ZEYTİNYAĞINDA FİLTRE NEDİR?
Ham zeytinyağı üretildikten sonra içeriğinde yüksek miktarda tortu bulundurabilmektedir. Bu tortu zamanla zeytinyağının kalitesinde bozulmaya neden olabilmektedir. Zeytinyağının filtre edilip edilmemesi firmanın satış politikaları doğrultusunda değişiklik gösterebilir. Bence zeytinyağını kısa sürede tüketecekseniz ve bu kısa sürede de uygun koşullarda saklayabilecekseniz filtre edilmemiş zeytinyağı tercih edebilirsiniz. Eğer kısa sürede tüketilemeyecekse filtre edilmiş zeytinyağı tercih etmek çok daha doğru bir tercih olacaktır.
EN İYİ ZEYTİNYAĞI HANGİSİDİR?
Hem kimyasal hem de duyusal analizden geçtiğini kabul ederek düşündüğümüzde en iyi zeytinyağı sizin ağız tadınıza en uygun zeytinyağıdır. Size en çok zevk veren, sizi mutlu eden, yüzünüzde gülümseme yaratan, yaptığınız ve yediğiniz yemeklere yakıştırdığınız ve bunları yemekten size keyif aldıran zeytinyağıdır. Kimisi yoğun aromalı severken kimisi aromayı çok sevmez, kimisi acı ve yakıcı bir yağ severken kimisi su gibi olsun ister. Bunlar farklılıklardır. Farklılıkların olması da bence iyidir. Doğruyu bulma yolunda farklılıkları görmek önemlidir.
İYİ ZEYTİNYAĞI NASIL ANLAŞILIR? ZEYTİNYAĞI TADIMI NASIL YAPILIR? İYİ ZEYTİNYAĞININ DUYUSAL ÖZELLİKLERİ NEDİR?
İyi bir zeytinyağı, burunda özel kokular bırakan, dilimizde acılığını hissettiren ve boğazımızda yakıcılığını bırakan dengeli bir yağdır. Meyvemsilik, acılık ve yakıcılık zeytinyağındaki önemli unsurlardır. Kokladığınızda burunda bıraktığı hisler, algıladığınız aromalar çok önemlidir.

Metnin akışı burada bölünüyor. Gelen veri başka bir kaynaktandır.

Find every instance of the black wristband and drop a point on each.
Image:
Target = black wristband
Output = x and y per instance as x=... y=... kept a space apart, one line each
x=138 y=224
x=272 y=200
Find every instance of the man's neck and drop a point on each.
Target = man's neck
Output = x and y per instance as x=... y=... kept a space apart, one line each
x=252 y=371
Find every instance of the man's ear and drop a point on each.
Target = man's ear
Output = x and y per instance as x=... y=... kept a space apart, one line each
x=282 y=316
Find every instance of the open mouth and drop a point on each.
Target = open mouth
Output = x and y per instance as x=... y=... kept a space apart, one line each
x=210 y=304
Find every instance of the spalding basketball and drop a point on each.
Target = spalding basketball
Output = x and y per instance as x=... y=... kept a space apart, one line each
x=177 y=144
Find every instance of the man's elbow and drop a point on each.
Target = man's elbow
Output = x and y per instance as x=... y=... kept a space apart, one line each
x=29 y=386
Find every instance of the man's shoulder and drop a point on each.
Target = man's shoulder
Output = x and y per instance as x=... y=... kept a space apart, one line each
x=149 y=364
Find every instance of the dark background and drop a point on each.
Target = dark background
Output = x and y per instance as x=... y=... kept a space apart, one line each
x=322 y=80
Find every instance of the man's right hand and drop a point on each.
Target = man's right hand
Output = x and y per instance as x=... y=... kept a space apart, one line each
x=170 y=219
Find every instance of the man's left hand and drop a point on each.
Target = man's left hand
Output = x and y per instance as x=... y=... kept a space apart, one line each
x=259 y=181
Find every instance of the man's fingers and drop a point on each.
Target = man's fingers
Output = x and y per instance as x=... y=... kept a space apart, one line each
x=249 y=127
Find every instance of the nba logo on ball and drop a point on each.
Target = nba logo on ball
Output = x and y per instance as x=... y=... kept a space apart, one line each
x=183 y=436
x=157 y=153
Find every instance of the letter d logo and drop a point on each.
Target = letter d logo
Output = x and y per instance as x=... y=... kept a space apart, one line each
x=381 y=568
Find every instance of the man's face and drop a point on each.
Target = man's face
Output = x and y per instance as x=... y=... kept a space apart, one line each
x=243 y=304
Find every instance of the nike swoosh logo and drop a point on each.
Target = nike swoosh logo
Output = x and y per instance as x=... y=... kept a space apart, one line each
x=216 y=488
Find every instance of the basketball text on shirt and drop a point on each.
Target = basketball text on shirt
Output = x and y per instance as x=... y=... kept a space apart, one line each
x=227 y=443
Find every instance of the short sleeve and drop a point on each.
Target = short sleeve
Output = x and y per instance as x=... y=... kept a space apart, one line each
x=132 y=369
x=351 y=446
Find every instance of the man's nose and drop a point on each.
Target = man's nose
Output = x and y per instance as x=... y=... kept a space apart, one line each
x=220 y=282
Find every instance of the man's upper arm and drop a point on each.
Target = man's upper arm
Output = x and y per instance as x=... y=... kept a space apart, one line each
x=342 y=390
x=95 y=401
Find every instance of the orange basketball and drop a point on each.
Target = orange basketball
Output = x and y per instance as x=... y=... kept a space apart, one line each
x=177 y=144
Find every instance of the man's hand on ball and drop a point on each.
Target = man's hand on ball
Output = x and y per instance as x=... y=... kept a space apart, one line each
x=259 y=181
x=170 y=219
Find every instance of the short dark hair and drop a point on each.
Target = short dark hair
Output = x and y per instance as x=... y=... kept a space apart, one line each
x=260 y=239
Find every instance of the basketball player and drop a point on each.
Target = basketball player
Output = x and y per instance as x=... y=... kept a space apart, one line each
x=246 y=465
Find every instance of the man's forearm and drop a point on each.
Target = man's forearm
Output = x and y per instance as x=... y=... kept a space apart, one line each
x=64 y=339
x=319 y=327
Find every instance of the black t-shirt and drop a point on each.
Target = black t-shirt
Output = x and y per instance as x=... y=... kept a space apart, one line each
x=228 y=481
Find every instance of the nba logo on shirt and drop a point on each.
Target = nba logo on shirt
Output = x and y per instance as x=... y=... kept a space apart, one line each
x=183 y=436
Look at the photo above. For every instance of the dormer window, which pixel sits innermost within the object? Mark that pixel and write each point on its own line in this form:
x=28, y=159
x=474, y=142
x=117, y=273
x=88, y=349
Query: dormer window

Yeşil elma, domates, çimen gibi kokular olması gereken kokulardır. Höpürdeterek bir yudum alıp ağızınızda özellikle dilinizde hissettirdiği acılık ve sonrasında dolaştırıp hava ile temas ettirerek yuttuğunuzda boğazınızdaki yanma hissi yani yakıcılık önemli noktalardır. Bu üç önemli özelliğin dengeli de olması gereklidir. Yani iyi bir zeytinyağı dengeli olmalıdır da. Bu arada zeytinyağı rengi bir kalite parametresi de değildir. Zeytinyağını tadarken bence aklımızdan çıkarmamamız gereken bazı hususlar var
İyi zeytinyağı kadar onu saklamak da önemlidir. Işık almayan, serin, kokusuz ve kapalı bir yerde koyu renkli cam veya teneke kutularda saklanmalıdır. Işık, hava ve sıcaklık zeytinyağının düşmanlarıdır.
Bütün zeytin; meyvenin etine ve dış kabuğuna hitap eder. Zeytinyağı ise içsel özüdür. Bilginin peşinde koşan kişi özü anlamak için her zaman öznenin iç çekirdeğine nüfuz etmeye çalışmalıdır. Zeytinyağının duyusal kriterleri de birer semboldür. Bizim o sembolleri özümseyerek iyi yorumlamamız gereklidir. Zeytin ile gelen sır zeytinyağı ile açığa çıkar. Bizlere düşen sırları kendi potansiyelimiz ölçüsünde yorumlayabilmektir.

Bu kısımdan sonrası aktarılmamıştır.